Respiratory Assessment and Plan
O Dyspneic and cyanotic. Retracting and using accessory muscles. Flaring of nostrils. RR 64 with “grunting.” HR 165. Bilateral crackles. CXR: Bilateral “ground-glass” haziness. ABGs on 30% O2: pH 7.25, Paco2 52, 21, Pao2 35, and Sao2 60%.
• Infant respiratory distress syndrome (history)
• Alveolar hyaline membrane, atelectasis (CXR)
P Mechanical Ventilation Protocol: Intubate, ventilate, positive end-expiratory pressure (PEEP) per neonatal intensive care unit (NICU) protocol. Oxygen Therapy Protocol: Continuous transcutaneous oximetry. Exogenous surfactant per protocol.
Discussion
Many of the clinical manifestations seen in this case are associated with Atelectasis (see Figure 9-8) and Increased Alveolar-Capillary Membrane Thickness (see Figure 9-10). For example, the use of accessory muscles of inspiration was likely a compensatory mechanism activated to offset the increased stiffness of the lungs (decreased lung compliance) caused by the atelectasis and alveolar hyaline membrane. The atelectasis and alveolar hyaline membrane were objectively verified by the chest x-ray film. In addition, the severity level of the anatomic alterations and clinical manifestations seen in this case was very high. This was objectively confirmed by the arterial blood gas analysis that identified the acute ventilatory failure with severe hypoxemia.
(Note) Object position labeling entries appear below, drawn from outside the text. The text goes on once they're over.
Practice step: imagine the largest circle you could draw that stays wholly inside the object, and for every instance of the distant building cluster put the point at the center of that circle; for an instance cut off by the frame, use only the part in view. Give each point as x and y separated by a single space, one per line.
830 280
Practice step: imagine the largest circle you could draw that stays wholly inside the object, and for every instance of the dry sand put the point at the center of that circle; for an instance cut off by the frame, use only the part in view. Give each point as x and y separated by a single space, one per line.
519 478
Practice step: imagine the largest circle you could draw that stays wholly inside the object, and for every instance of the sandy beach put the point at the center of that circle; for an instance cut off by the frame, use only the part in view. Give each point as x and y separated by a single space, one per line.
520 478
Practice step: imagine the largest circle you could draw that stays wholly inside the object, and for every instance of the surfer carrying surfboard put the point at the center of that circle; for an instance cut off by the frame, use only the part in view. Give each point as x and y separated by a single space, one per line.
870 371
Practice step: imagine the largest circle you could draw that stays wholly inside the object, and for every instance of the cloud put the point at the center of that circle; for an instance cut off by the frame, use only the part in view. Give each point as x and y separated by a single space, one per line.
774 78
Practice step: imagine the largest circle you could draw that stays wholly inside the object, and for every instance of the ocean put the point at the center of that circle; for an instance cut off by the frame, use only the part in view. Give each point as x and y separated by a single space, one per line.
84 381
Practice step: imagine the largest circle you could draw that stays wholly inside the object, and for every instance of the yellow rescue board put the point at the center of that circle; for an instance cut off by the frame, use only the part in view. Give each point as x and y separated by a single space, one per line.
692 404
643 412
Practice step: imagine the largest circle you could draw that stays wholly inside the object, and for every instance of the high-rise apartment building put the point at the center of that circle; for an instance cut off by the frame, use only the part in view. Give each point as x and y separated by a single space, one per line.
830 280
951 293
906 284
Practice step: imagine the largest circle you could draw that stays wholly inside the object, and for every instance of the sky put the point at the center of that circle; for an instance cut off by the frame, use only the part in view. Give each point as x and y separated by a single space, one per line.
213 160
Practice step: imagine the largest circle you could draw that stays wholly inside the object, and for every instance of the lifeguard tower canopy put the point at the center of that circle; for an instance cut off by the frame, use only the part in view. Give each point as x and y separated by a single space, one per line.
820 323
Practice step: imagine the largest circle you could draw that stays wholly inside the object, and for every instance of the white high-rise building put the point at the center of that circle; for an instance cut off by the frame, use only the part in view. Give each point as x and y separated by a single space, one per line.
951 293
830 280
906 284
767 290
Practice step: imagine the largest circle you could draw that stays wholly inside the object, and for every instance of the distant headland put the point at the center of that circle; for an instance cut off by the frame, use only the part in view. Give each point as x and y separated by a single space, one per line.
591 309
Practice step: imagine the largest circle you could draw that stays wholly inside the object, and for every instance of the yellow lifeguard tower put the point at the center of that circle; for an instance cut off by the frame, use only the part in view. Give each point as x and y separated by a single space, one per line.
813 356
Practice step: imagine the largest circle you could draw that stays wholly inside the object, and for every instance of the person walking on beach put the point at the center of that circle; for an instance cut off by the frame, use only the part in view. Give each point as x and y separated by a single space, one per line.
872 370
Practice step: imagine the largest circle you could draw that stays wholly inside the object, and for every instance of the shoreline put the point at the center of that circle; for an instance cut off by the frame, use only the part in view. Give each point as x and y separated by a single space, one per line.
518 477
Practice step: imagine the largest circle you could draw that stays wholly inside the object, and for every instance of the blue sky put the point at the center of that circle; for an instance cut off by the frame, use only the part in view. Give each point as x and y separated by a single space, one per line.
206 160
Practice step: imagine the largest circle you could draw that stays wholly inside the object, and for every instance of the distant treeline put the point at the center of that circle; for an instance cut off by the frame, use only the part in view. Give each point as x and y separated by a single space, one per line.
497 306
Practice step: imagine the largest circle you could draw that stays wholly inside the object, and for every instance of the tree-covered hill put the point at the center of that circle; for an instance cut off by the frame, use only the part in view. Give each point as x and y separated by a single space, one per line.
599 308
Thus the aggressive implementation of mechanical ventilation and use of artificial surfactant were certainly justified. Neonatal intensive care units usually are staffed by an in-house neonatologist, who can guide the respiratory therapist through the intricacies of therapy. Artificial surfactant has markedly improved the outlook for these infants. However, the respiratory care practitioner should be on the alert for sudden changes in lung compliance that often occurs shortly after the administration of artificial surfactant. If the infant is on a pressure-cycled ventilator, this is especially important to avoid volutrauma.* As in adults with ARDS, in which the pathology is very similar, constant attention must be given to the possibility of nosocomial infection, fluid overload, and cardiovascular instability. In addition, lung protection strategies such as PEEP, permissive hypercapnia, and use of small ventilator tidal volumes are commonly used in RDS cases.